Y, tirando del bordón, sacó al propio tiempo al
peregrino, y lindamente se lo comió. Luego echó un gran
trago de vino seco y esperó que sirvieran la cena.
Los
peregrinos, así devorados, se alejaron de sus muelas tanto
como pudieron, creyendo que los habían encerrado en el foso de
una cárcel, y, cuando Gargantúa bebió el gran
trago, creyeron ahogarse en su boca; el torrente de vino los arrastró
casi hasta la cavidad del estómago; pero, no obstante,
saltando con sus bordones como hacen los peregrinos de
Mont-Saint-Michel, se pusieron a salvo metiéndose entre los
dientes.
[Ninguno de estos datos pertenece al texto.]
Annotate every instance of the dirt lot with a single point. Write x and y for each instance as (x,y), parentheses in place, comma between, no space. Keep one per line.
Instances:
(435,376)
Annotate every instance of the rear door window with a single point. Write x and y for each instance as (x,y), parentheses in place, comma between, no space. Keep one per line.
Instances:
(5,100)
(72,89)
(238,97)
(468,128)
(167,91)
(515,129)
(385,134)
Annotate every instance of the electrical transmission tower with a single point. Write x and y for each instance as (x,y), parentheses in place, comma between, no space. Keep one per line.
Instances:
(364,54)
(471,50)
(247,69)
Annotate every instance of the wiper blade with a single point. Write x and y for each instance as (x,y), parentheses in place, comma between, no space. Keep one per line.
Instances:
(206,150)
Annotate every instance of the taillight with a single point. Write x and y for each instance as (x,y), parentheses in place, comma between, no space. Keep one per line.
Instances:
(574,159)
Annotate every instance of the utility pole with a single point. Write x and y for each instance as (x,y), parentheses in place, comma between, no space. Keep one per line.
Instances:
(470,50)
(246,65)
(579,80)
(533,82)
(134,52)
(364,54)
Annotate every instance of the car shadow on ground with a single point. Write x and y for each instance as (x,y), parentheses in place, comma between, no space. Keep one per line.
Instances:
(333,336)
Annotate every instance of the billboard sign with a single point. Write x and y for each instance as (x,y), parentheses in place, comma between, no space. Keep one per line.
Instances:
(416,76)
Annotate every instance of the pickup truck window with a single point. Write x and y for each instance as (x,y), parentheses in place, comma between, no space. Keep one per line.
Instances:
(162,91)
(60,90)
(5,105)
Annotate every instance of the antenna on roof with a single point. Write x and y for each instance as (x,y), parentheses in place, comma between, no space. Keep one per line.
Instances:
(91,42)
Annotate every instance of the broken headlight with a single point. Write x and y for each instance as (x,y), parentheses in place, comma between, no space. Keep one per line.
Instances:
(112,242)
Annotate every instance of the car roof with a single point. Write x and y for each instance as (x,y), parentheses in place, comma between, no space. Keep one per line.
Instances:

Pero por desgracia, uno de ellos, tanteando con su bordón
el terreno para saber si corrían peligro, dio un fuerte golpe
en la extremidad de una muela cariada e hirió el nervio de la
mandíbula, cosa que hizo que Gargantúa sintiera tan
agudo e insufrible dolor que se puso a gritar de rabia. Para que se
le calmara, se hizo traer su mondadientes y, escarbando con el grueso
nogal, sacó a los señores peregrinos
A uno lo
cogió por las piernas, a otro por los hombros, a otro por las
alforjas, a otro por la faltriquera, a otro por la faja, y por la
bragueta al pobre diablo que le había herido con el bordón;
pero tuvo mucha suerte porque le reventó un bulto infectado
que venía atormentándole desde que pasaron por
Ancenis.
Los peregrinos huyeron a toda prisa cruzando los
viñedos, y el dolor se calmó. En aquel momento le llamó
Eudemón para cenar pues todo estaba dispuesto.
—Me
voy antes a mear mi desgracia —dijo.
Meó tan
copiosamente, que la orina impidió el paso a los peregrinos y
viéronse obligados a atravesar el gran canal. Al pasar luego
por el lindero del bosquecillo, cayeron todos, menos Fournillier, en
una trampa que habían puesto para cazar lobos, de la que
escaparon mediante la industria del propio Fournillier, que rompió
todas las cuerdas de la red. Después de salir de allí,
pasaron el resto de la noche durmiendo en una cabaña cerca de
Coudray, donde fueron consolados de su infortunio con las buenas
palabras de uno de su compañía llamado Lesdaller.